Justin Smith, 26, of Roslindale, said bike safety, especially where he lives, should be taken seriously and it’s reassuring to see Massachusetts’ response to the issue.

“They have bike lanes, but people just drive right through it,” Smith said. “There’s one main street that cuts through Roslindale and you can see accidents happening there all the time.”

Daniel Palomares, 28, of Dorchester, said when exiting Ubers, he makes sure to be extra cautious because a lot of times bike riders are not wearing helmets and weave through lanes.

Palomares said from his perspective, biking doesn’t look safe, but he assumes it has gotten better with the addition of more bike lanes.

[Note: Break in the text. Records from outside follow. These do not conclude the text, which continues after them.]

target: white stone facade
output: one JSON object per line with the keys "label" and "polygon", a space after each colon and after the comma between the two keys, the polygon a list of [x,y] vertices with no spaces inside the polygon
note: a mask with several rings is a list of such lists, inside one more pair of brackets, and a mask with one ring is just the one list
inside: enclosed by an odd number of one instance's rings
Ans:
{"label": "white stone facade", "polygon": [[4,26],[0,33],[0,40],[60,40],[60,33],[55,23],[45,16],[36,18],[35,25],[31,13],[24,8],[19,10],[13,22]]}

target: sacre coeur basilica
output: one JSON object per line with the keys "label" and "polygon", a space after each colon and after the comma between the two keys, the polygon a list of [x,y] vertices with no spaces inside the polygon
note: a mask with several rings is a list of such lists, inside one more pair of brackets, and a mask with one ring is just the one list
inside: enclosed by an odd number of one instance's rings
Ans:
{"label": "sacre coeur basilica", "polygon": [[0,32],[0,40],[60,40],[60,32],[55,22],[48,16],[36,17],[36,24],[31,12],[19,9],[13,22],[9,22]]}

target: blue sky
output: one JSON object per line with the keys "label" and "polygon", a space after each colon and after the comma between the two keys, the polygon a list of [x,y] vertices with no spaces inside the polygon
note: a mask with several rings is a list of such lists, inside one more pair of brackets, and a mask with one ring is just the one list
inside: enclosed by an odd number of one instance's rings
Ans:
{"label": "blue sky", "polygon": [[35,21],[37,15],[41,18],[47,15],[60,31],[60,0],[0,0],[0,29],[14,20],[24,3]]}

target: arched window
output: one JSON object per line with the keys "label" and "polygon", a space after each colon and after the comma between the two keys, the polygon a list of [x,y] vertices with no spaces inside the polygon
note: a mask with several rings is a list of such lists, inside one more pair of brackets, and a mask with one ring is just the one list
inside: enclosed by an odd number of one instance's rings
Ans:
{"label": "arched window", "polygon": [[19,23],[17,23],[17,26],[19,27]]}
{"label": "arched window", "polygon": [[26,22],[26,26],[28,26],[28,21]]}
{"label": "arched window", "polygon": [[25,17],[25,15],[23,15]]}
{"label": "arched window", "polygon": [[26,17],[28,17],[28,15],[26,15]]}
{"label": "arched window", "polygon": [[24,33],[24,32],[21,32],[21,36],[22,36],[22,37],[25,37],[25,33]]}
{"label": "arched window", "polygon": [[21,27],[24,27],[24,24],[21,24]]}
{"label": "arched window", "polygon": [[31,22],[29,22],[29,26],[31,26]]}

“They don’t have many [bike lanes] in Dorchester but I know they have them up and down Massachusetts Ave,” Palomares said. “It looks like that’s helped a lot especially in certain areas where they have cars blocked off so they’re not blocking the path.”

Lauren Sacks, 26, of Jamaica Plain, said when biking to work, there have been multiple times where she has come very close to being hit by a car.

“I don’t really think cars care too much for the bike lanes so they just pass through them like it’s no big deal,” Sacks said. “More needs to be done so I don’t feel scared for my safety and so I can bike without worrying if I’m going to be hit by a car or not.”